To facilitate economic extraction from the Free State, land was divided up under the so-called "domain system" (régime domanial) in 1891. All vacant land, including forests and areas not under cultivation, was decreed to be "uninhabited" and thus in the possession of the state, leaving many of the Congo's resources (especially rubber and ivory) under direct colonial ownership. Concessions were allocated to private companies. In the north, the Société Anversoise was given 160,000 km2, while the Anglo-Belgian India Rubber Company (ABIR) was given a comparable territory in the south. The Compagnie du Katanga and Compagnie des Grands Lacs were given smaller concessions in the south and east respectively. Leopold kept 250,000 km2 of territory known as the "Crown Domain" (Domaine de la Couronne) under personal rule, which was added to the territory he already controlled under the Private Domain (Domaine privé).

Thus most economic exploitation of the Congolese interior was undertaken by Leopold and the major concessionaires. The system was extremely profitable and ABIR made a turnover of over 100 per cent on its initial stake in a single year. The King made 70 million Belgian francs' profit from the system between 1896 and 1905. The Free State's concession system was soon copied by other colonial regimes, notably those in the neighbouring French Congo.
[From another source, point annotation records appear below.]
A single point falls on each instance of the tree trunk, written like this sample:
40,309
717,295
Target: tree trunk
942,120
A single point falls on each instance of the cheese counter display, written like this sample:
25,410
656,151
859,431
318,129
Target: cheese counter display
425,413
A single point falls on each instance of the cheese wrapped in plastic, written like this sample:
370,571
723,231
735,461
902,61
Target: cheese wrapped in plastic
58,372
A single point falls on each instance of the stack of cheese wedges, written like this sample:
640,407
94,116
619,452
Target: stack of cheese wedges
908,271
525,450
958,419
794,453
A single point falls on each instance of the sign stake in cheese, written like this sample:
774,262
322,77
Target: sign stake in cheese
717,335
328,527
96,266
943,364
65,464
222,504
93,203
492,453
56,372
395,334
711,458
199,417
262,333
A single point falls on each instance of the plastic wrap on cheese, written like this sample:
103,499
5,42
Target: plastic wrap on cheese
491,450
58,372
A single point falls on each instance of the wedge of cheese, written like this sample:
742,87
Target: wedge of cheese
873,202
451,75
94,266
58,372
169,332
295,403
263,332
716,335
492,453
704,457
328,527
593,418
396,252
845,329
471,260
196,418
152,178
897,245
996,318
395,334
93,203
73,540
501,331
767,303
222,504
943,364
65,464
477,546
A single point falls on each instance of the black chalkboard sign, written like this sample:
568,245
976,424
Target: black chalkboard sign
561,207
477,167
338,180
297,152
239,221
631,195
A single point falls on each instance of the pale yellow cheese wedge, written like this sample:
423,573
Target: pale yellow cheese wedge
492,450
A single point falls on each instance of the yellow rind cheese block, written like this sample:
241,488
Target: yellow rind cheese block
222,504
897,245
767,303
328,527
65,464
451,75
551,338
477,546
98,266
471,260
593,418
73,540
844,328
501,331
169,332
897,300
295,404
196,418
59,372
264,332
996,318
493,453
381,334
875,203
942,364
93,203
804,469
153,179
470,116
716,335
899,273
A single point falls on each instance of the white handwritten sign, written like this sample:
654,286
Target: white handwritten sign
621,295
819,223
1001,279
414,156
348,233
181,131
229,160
In the early years of the Free State, much of the administration's attention was focused on consolidating its control by fighting the African peoples on the Free State's periphery who resisted the Free State's rule. These included the tribes around the Kwango, in the south-west, and the Uele in the north-east. Some of the violence of the period can be attributed to African groups using colonial support to settle scores or white administrators acting without state approval.

=== Red rubber system and the Force Publique ===
Leopold had used African mercenaries since at least 1879, but in 1888, he formally organized them into the Force Publique, a colonial army for his new state. By the late 1890s, it had grown to more than 19,000 soldiers and consumed more than 50% of the state's budget; it was the most powerful army in Central Africa. The force was at once counter-guerrilla, an army of occupation, and a corporate labour police force, divided mainly into small garrisons alongside riverbanks. Several dozen black soldiers, recruited from as far afield as Zanzibar, Nigeria, and Liberia typically served under one or two white officers. The initial handful of military posts quickly grew to 183 by 1900, and to 313 by 1908.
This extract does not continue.